You are viewing a plain text version of this content. The canonical link for it is here.
Posted to solr-user@lucene.apache.org by sambasivarao giddaluri <sa...@gmail.com> on 2020/02/07 19:23:31 UTC

Stream InnerJoin to merge hierarchal data

Hi All,

Our dataset is of 50M records and we are using complex graph query and now
trying to do innerjoin on the records and facing the below issue .
This is a critical issue .

Parent
{
parentId:"1"
parent.name:"foo"
type:"parent"

}
Child
{
childId:"2"
parentId:"1"
child.name:"bar"
type:"child"
}
GrandChild
{
grandId:"3"
childId:"2"
parentId:"1"
grandchild.name:"too"
type:"grandchild"
}

innerJoin(search(collection_name, q="type:grandchild", qt="/export", fl="
grandchild.name,grandId,childId,parentId", sort="childId asc"),
search(collection_name, q="type:child", qt="/export",
fl="child.name,childId,parentId",
sort="childId asc"),
on="childId")

this works and gives result
{
        "parentId": "1",
        "childId": "2",
        "grandId: "3",
        "grandchild.name": "too",
        "child.name": "bar"
     }

but if i try to join the parent as well with another innerjoin this gives
error

innerJoin(
innerJoin(search(collection_name, q="type:grandchild", qt="/export", fl="
grandchild.name,grandId,childId,parentId", sort="childId asc"),
search(collection_name, q="type:child", qt="/export",
fl="child.name,childId,parentId",
sort="childId asc"),
on="childId"),
search(collection_name, q="type:parent", qt="/export", fl="parent.name,
parentId", sort="parentId asc"),on="parentId")

ERROR
{
  "result-set": {
    "docs": [
      {
        "EXCEPTION": "Invalid JoinStream - all incoming stream comparators
(sort) must be a superset of this stream's equalitor.",
        "EOF": true
      }
    ]
  }
}


If we change the key parentId in child doc to childParentId and similarly
childId,parentId in grandchild doc to grandchildId,grandParentId then query
will work but this is a big change in schema..
i also refered this issue https://issues.apache.org/jira/browse/SOLR-10512

Thanks
sam

Re: Stream InnerJoin to merge hierarchal data

Posted by Joel Bernstein <jo...@gmail.com>.
This is working as designed I believe.

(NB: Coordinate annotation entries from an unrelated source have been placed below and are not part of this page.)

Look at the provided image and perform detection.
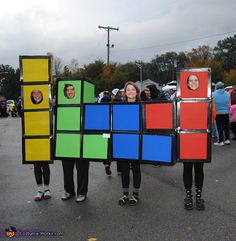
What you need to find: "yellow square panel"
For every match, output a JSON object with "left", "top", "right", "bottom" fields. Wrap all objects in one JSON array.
[
  {"left": 22, "top": 59, "right": 49, "bottom": 82},
  {"left": 24, "top": 111, "right": 50, "bottom": 136},
  {"left": 23, "top": 85, "right": 50, "bottom": 110},
  {"left": 25, "top": 139, "right": 51, "bottom": 162}
]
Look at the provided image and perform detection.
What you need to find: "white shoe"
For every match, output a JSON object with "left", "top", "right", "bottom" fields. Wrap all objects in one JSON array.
[
  {"left": 214, "top": 141, "right": 224, "bottom": 146},
  {"left": 75, "top": 195, "right": 86, "bottom": 202}
]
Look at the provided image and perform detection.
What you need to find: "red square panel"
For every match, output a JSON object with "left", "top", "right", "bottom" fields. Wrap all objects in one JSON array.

I issue is that innerJoin relies on
the sort order of the streams in order to perform streaming merge join. The
first join works because the sorts line up on childId.

  innerJoin(search(collection_name,
                                    q="type:grandchild",
                                    qt="/export",
                                    fl="grandchild. name, grandId, childId,
parentId",
                                    sort="childId asc"),
                       search(collection_name,
                                    q="type:child",
                                   qt="/export",
                                   fl="child.name, childId, parentId",
                                  sort="childId asc")

The second join though is attempting join on parentId but the sorts do not
allow that as one of the joins is sorted on childid.

One possible solution is to use fetch to retrieve the parent for the child:
https://lucene.apache.org/solr/guide/8_0/stream-decorator-reference.html#fetch


Joel Bernstein
http://joelsolr.blogspot.com/


On Fri, Feb 7, 2020 at 2:23 PM sambasivarao giddaluri <
sambasiva.giddaluri@gmail.com> wrote:

> Hi All,
>
> Our dataset is of 50M records and we are using complex graph query and now
> trying to do innerjoin on the records and facing the below issue .
> This is a critical issue .
>
> Parent
> {
> parentId:"1"
> parent.name:"foo"
> type:"parent"
>
> }
> Child
> {
> childId:"2"
> parentId:"1"
> child.name:"bar"
> type:"child"
> }
> GrandChild
> {
> grandId:"3"
> childId:"2"
> parentId:"1"
> grandchild.name:"too"
> type:"grandchild"
> }
>
> innerJoin(search(collection_name, q="type:grandchild", qt="/export", fl="
> grandchild.name,grandId,childId,parentId", sort="childId asc"),
> search(collection_name, q="type:child", qt="/export",
> fl="child.name,childId,parentId",
> sort="childId asc"),
> on="childId")
>
> this works and gives result
> {
>         "parentId": "1",
>         "childId": "2",
>         "grandId: "3",
>         "grandchild.name": "too",
>         "child.name": "bar"
>      }
>
> but if i try to join the parent as well with another innerjoin this gives
> error
>
> innerJoin(
> innerJoin(search(collection_name, q="type:grandchild", qt="/export", fl="
> grandchild.name,grandId,childId,parentId", sort="childId asc"),
> search(collection_name, q="type:child", qt="/export",
> fl="child.name,childId,parentId",
> sort="childId asc"),
> on="childId"),
> search(collection_name, q="type:parent", qt="/export", fl="parent.name,
> parentId", sort="parentId asc"),on="parentId")
>
> ERROR
> {
>   "result-set": {
>     "docs": [
>       {
>         "EXCEPTION": "Invalid JoinStream - all incoming stream comparators
> (sort) must be a superset of this stream's equalitor.",
>         "EOF": true
>       }
>     ]
>   }
> }
>
>
> If we change the key parentId in child doc to childParentId and similarly
> childId,parentId in grandchild doc to grandchildId,grandParentId then query
> will work but this is a big change in schema..
> i also refered this issue https://issues.apache.org/jira/browse/SOLR-10512
>
> Thanks
> sam
>